I attempted to confirm the mass resignation with Stuart Young, still as of Tuesday listed online as the chair of the Markham-Stouffville Federal Liberal Association. But, asked for a few minutes of his time, he replied, “Thank you, but no.”

Thus, we are left with the remarks of the outgoing secretary, one Leea Nutson, to the mother corp.

The resignations, said Nutson, weren’t meant as a “protest” against Prime Minister Justin Trudeau, heaven’s no.

Rather, she said, the board members, all volunteers, are disheartened; they “don’t have the energy to support another candidate.”

And, Nutson said, she didn’t resign because of the SNC-Lavalin controversy. (What was that business anyway? Was there a controversy?) Rather, she said, “it’s strictly about Jane Philpott,” whom she has supported since 2015.

And, of course, Nutson told the CBC, she still plans to vote for Trudeau and the Liberals in the October election.

Ditto, of course, JWR and Philpott herself.

From the moment Wilson-Raybould resigned from cabinet — because of the political pressure being applied to her by the PM, the PMO, the clerk of the Privy Council and anyone else they could draft in to give SNC-Lavalin a deal so the company could avoid prosecution on bribery and fraud charges for its alleged conduct in Libya — she announced her intentions to remain a Liberal, insisting she still “fundamentally” believed Trudeau shares her vision for the country and that she supports the Liberal platform.

And when Philpott resigned as Treasury Board president — she made it crystal-clear she was bloody well resigning because she’d lost confidence in how the government dealt with SNC-Lavalin and how “it has responded to the issues raised” — she, too, pledged to continue on in the Liberal caucus and pronounced herself “firmly committed to our crucial platform priorities, especially justice for Indigenous peoples and implementing a plan to tackle the existential threat of climate change.”

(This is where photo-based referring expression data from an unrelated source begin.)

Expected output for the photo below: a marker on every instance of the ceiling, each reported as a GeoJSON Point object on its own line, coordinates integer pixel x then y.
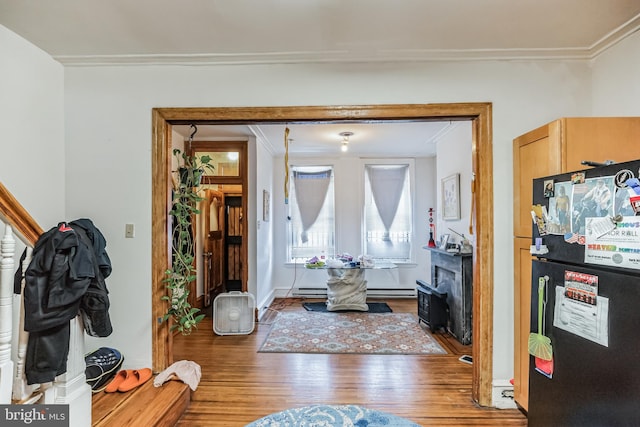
{"type": "Point", "coordinates": [415, 139]}
{"type": "Point", "coordinates": [281, 31]}
{"type": "Point", "coordinates": [194, 32]}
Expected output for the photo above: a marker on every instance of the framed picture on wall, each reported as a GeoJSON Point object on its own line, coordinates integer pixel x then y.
{"type": "Point", "coordinates": [451, 197]}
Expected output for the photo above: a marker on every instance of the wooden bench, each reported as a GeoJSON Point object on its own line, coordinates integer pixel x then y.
{"type": "Point", "coordinates": [146, 405]}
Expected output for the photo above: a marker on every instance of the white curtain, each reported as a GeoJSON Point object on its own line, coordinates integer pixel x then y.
{"type": "Point", "coordinates": [311, 190]}
{"type": "Point", "coordinates": [387, 182]}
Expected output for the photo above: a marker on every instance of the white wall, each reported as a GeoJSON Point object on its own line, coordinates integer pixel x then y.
{"type": "Point", "coordinates": [264, 254]}
{"type": "Point", "coordinates": [454, 156]}
{"type": "Point", "coordinates": [108, 121]}
{"type": "Point", "coordinates": [32, 154]}
{"type": "Point", "coordinates": [348, 172]}
{"type": "Point", "coordinates": [616, 80]}
{"type": "Point", "coordinates": [108, 132]}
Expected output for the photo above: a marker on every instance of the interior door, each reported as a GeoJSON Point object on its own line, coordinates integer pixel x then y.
{"type": "Point", "coordinates": [233, 242]}
{"type": "Point", "coordinates": [213, 249]}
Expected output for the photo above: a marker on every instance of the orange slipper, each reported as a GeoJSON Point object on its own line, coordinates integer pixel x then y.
{"type": "Point", "coordinates": [120, 377]}
{"type": "Point", "coordinates": [134, 379]}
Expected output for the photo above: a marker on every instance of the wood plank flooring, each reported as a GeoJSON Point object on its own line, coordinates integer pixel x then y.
{"type": "Point", "coordinates": [240, 385]}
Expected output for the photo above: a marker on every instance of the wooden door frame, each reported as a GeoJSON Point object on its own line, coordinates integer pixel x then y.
{"type": "Point", "coordinates": [480, 115]}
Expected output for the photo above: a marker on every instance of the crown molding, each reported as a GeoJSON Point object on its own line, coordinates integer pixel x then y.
{"type": "Point", "coordinates": [344, 56]}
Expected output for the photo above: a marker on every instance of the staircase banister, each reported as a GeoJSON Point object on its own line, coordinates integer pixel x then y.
{"type": "Point", "coordinates": [14, 214]}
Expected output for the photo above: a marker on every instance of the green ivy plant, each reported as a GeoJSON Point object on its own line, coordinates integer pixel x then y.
{"type": "Point", "coordinates": [182, 272]}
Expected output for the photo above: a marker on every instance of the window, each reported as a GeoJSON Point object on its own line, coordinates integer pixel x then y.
{"type": "Point", "coordinates": [311, 225]}
{"type": "Point", "coordinates": [388, 212]}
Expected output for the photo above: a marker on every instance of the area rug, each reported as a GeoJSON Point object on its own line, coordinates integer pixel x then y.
{"type": "Point", "coordinates": [328, 415]}
{"type": "Point", "coordinates": [374, 307]}
{"type": "Point", "coordinates": [356, 333]}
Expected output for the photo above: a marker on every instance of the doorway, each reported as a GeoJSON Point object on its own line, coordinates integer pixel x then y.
{"type": "Point", "coordinates": [222, 253]}
{"type": "Point", "coordinates": [480, 115]}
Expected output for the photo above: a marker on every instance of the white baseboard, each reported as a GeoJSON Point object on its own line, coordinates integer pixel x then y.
{"type": "Point", "coordinates": [502, 395]}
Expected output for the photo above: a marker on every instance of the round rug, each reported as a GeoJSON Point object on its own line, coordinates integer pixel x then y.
{"type": "Point", "coordinates": [332, 416]}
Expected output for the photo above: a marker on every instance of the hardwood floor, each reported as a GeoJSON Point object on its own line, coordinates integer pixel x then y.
{"type": "Point", "coordinates": [240, 385]}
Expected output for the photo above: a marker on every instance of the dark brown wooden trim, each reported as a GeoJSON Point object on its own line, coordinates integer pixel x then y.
{"type": "Point", "coordinates": [482, 158]}
{"type": "Point", "coordinates": [161, 167]}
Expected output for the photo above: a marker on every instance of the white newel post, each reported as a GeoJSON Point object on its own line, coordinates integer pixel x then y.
{"type": "Point", "coordinates": [7, 252]}
{"type": "Point", "coordinates": [21, 391]}
{"type": "Point", "coordinates": [71, 387]}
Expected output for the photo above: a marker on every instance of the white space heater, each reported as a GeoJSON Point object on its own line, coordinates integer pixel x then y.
{"type": "Point", "coordinates": [234, 313]}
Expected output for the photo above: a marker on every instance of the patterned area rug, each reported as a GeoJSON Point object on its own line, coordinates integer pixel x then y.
{"type": "Point", "coordinates": [358, 333]}
{"type": "Point", "coordinates": [326, 415]}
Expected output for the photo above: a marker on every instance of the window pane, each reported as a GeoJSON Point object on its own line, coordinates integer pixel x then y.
{"type": "Point", "coordinates": [395, 244]}
{"type": "Point", "coordinates": [319, 239]}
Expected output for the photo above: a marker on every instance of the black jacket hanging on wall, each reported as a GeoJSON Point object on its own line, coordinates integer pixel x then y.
{"type": "Point", "coordinates": [65, 277]}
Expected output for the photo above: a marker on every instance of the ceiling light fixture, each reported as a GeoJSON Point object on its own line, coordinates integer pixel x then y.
{"type": "Point", "coordinates": [345, 140]}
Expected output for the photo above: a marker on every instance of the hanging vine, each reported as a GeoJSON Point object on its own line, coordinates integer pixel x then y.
{"type": "Point", "coordinates": [182, 272]}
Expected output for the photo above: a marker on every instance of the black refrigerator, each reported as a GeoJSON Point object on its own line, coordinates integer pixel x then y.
{"type": "Point", "coordinates": [585, 348]}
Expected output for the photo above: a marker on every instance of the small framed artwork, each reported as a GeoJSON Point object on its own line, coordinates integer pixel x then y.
{"type": "Point", "coordinates": [444, 240]}
{"type": "Point", "coordinates": [548, 188]}
{"type": "Point", "coordinates": [265, 205]}
{"type": "Point", "coordinates": [451, 197]}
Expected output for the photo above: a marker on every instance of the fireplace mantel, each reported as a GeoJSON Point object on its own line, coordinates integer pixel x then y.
{"type": "Point", "coordinates": [452, 273]}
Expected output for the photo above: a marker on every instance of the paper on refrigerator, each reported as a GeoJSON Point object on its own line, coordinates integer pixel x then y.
{"type": "Point", "coordinates": [589, 321]}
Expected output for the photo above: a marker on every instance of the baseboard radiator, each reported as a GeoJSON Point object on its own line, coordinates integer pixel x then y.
{"type": "Point", "coordinates": [374, 292]}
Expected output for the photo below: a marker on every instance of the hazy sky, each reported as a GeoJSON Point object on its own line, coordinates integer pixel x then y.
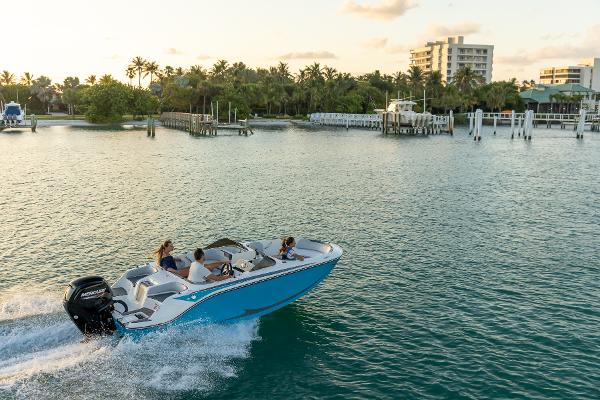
{"type": "Point", "coordinates": [66, 37]}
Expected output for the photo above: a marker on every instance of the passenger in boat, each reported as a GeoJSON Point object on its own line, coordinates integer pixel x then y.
{"type": "Point", "coordinates": [286, 251]}
{"type": "Point", "coordinates": [199, 271]}
{"type": "Point", "coordinates": [167, 261]}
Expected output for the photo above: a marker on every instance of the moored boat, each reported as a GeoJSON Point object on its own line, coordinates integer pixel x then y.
{"type": "Point", "coordinates": [12, 115]}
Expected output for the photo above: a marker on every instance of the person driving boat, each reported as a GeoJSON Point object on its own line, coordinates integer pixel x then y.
{"type": "Point", "coordinates": [286, 251]}
{"type": "Point", "coordinates": [200, 272]}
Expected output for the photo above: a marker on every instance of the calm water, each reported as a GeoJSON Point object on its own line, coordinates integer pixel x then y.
{"type": "Point", "coordinates": [471, 270]}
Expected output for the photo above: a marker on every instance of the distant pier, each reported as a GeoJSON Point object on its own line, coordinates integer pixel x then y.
{"type": "Point", "coordinates": [202, 124]}
{"type": "Point", "coordinates": [389, 122]}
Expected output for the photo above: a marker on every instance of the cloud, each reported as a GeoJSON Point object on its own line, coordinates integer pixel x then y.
{"type": "Point", "coordinates": [586, 48]}
{"type": "Point", "coordinates": [375, 43]}
{"type": "Point", "coordinates": [397, 48]}
{"type": "Point", "coordinates": [313, 55]}
{"type": "Point", "coordinates": [382, 43]}
{"type": "Point", "coordinates": [385, 10]}
{"type": "Point", "coordinates": [173, 51]}
{"type": "Point", "coordinates": [463, 28]}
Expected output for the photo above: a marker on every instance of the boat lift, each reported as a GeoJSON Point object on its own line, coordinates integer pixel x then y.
{"type": "Point", "coordinates": [16, 122]}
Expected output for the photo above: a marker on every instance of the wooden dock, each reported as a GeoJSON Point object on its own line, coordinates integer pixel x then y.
{"type": "Point", "coordinates": [202, 124]}
{"type": "Point", "coordinates": [591, 120]}
{"type": "Point", "coordinates": [14, 125]}
{"type": "Point", "coordinates": [388, 122]}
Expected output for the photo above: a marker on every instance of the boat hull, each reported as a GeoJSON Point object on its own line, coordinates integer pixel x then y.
{"type": "Point", "coordinates": [246, 298]}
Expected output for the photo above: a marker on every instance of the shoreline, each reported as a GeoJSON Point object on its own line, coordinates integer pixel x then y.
{"type": "Point", "coordinates": [143, 123]}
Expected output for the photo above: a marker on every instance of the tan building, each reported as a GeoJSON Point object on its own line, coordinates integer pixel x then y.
{"type": "Point", "coordinates": [586, 74]}
{"type": "Point", "coordinates": [451, 54]}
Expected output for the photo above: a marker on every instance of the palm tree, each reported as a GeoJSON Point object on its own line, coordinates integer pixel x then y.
{"type": "Point", "coordinates": [168, 71]}
{"type": "Point", "coordinates": [283, 70]}
{"type": "Point", "coordinates": [91, 80]}
{"type": "Point", "coordinates": [466, 80]}
{"type": "Point", "coordinates": [27, 79]}
{"type": "Point", "coordinates": [434, 84]}
{"type": "Point", "coordinates": [42, 88]}
{"type": "Point", "coordinates": [197, 70]}
{"type": "Point", "coordinates": [219, 69]}
{"type": "Point", "coordinates": [400, 80]}
{"type": "Point", "coordinates": [329, 73]}
{"type": "Point", "coordinates": [130, 72]}
{"type": "Point", "coordinates": [7, 78]}
{"type": "Point", "coordinates": [138, 63]}
{"type": "Point", "coordinates": [106, 78]}
{"type": "Point", "coordinates": [150, 68]}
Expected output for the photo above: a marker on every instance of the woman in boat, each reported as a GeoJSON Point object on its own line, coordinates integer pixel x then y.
{"type": "Point", "coordinates": [167, 261]}
{"type": "Point", "coordinates": [200, 272]}
{"type": "Point", "coordinates": [286, 251]}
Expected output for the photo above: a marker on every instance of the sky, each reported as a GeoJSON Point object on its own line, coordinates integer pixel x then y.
{"type": "Point", "coordinates": [62, 38]}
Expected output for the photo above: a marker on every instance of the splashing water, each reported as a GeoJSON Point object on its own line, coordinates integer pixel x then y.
{"type": "Point", "coordinates": [42, 355]}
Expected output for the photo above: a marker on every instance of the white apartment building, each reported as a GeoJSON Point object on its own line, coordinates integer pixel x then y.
{"type": "Point", "coordinates": [586, 74]}
{"type": "Point", "coordinates": [451, 54]}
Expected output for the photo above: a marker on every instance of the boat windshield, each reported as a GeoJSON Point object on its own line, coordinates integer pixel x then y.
{"type": "Point", "coordinates": [12, 110]}
{"type": "Point", "coordinates": [225, 242]}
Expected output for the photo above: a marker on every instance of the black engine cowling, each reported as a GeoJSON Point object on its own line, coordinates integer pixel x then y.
{"type": "Point", "coordinates": [89, 303]}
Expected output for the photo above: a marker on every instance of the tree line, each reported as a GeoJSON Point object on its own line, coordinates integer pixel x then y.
{"type": "Point", "coordinates": [273, 91]}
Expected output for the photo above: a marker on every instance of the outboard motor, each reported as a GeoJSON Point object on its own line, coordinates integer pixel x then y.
{"type": "Point", "coordinates": [89, 303]}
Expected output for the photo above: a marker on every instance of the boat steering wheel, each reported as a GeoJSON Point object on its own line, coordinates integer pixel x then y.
{"type": "Point", "coordinates": [227, 269]}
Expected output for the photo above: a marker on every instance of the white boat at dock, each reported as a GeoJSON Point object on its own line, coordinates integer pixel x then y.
{"type": "Point", "coordinates": [13, 116]}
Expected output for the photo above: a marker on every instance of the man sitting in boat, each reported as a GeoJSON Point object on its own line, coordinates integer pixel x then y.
{"type": "Point", "coordinates": [286, 251]}
{"type": "Point", "coordinates": [200, 272]}
{"type": "Point", "coordinates": [167, 261]}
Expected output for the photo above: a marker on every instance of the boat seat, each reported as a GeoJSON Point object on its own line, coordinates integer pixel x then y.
{"type": "Point", "coordinates": [144, 310]}
{"type": "Point", "coordinates": [141, 273]}
{"type": "Point", "coordinates": [119, 292]}
{"type": "Point", "coordinates": [161, 296]}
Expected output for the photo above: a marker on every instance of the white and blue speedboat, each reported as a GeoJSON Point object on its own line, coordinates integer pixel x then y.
{"type": "Point", "coordinates": [147, 298]}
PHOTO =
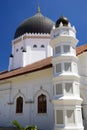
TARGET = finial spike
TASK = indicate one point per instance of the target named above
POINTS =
(38, 10)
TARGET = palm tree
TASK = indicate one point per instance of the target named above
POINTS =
(19, 127)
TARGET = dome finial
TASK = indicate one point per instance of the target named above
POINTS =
(38, 10)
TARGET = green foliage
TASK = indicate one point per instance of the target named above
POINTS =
(19, 127)
(17, 124)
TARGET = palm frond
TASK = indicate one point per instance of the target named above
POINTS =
(17, 124)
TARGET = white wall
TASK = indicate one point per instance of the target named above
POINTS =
(29, 87)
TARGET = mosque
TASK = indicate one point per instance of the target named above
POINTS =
(46, 80)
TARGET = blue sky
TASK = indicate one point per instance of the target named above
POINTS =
(13, 12)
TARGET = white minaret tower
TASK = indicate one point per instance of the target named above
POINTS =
(66, 99)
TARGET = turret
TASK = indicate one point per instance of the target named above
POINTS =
(66, 98)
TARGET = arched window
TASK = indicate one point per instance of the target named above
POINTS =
(34, 46)
(42, 46)
(42, 104)
(19, 105)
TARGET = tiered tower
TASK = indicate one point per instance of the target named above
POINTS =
(66, 99)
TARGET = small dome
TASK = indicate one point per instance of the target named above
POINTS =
(62, 20)
(36, 24)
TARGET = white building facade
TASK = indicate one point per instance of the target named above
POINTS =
(46, 81)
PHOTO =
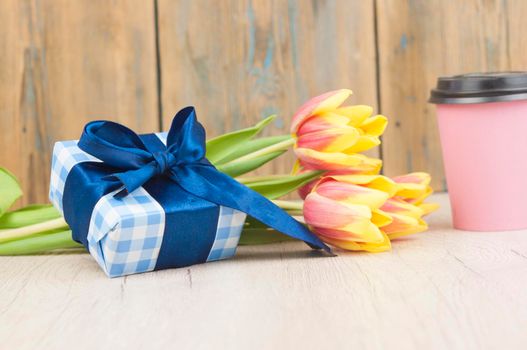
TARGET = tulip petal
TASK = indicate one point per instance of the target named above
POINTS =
(313, 159)
(383, 246)
(324, 213)
(419, 198)
(373, 235)
(380, 218)
(413, 186)
(329, 140)
(378, 182)
(350, 193)
(356, 114)
(403, 225)
(399, 206)
(364, 143)
(322, 122)
(317, 105)
(375, 125)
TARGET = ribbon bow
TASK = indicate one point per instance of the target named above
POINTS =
(183, 161)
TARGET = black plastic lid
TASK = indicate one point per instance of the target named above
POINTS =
(480, 87)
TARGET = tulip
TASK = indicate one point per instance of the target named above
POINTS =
(328, 136)
(364, 212)
(348, 215)
(406, 207)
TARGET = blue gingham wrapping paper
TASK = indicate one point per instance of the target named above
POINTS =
(125, 235)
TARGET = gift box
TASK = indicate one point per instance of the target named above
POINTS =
(150, 202)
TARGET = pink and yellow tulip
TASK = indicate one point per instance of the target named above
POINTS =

Wilson-Raybould even wrote a letter to the Liberal caucus, pleading with her colleagues to let her stay.

Naturally, instead she and Philpott were smartly kicked out the caucus door last week, meaning they now sit as independent members.

The caucus didn’t actually vote on the expulsions of the two women, that decision being made unilaterally by Trudeau, albeit after alleged “consultations” with some regional chairs which gave him, he said, a sense of the “will of caucus.”

Philpott raised the issue in the House of Commons Tuesday, suggesting that the PM broke the law.

It appears that back in 2015, the Liberals didn’t bother to have the vote required by the Reform Act — brought forward by Conservative MP Michael Chong two years before — on how to deal with expulsions.

These rules lay out a clear process for expulsion — 20 per cent of the members have to write the chair requesting an expulsion vote, and a majority of the caucus, in this case 90 Liberals, has to approve it by secret ballot.

Every party caucus is required to hold four such recorded votes — on expulsion, re-admission to caucus, the election or removal of caucus chairs, leadership reviews — after each general election and report the results to the Speaker.

The underlying notion, as Philpott told the House, is that MPs are not accountable to the leader, but he or she to them.

Put another way, MPs ought to have a say in how their organization — the caucus — is run.

Philpott apparently consulted Chong before rising in the House, and he told the National Post’s Marie-Danielle Smith that she’s right on the money — that failing to have the brand-new MPs vote on their own administration in 2015 and then failing to have a vote on the JWR-Philpott expulsions are inherently illegal acts.

Speaker Geoff Regan has promised to come back with an opinion.

It is, as with much about Jane Philpott, a principled, serious and important issue. Inshallah, there will be a miracle, and the Speaker, a Liberal of course, will agree with her, and then the Liberal caucus can vote, in secret, so that the PM doesn’t get to frog-march them into giving him the result he wants.

And what then — they’d be back in the Liberal caucus, in the warm Liberal embrace? How would that in any way (aside from the principle) be a victory, I wonder, to get back to work for a prime minister whose idea of the rule of law is setting the rules and laying down the law?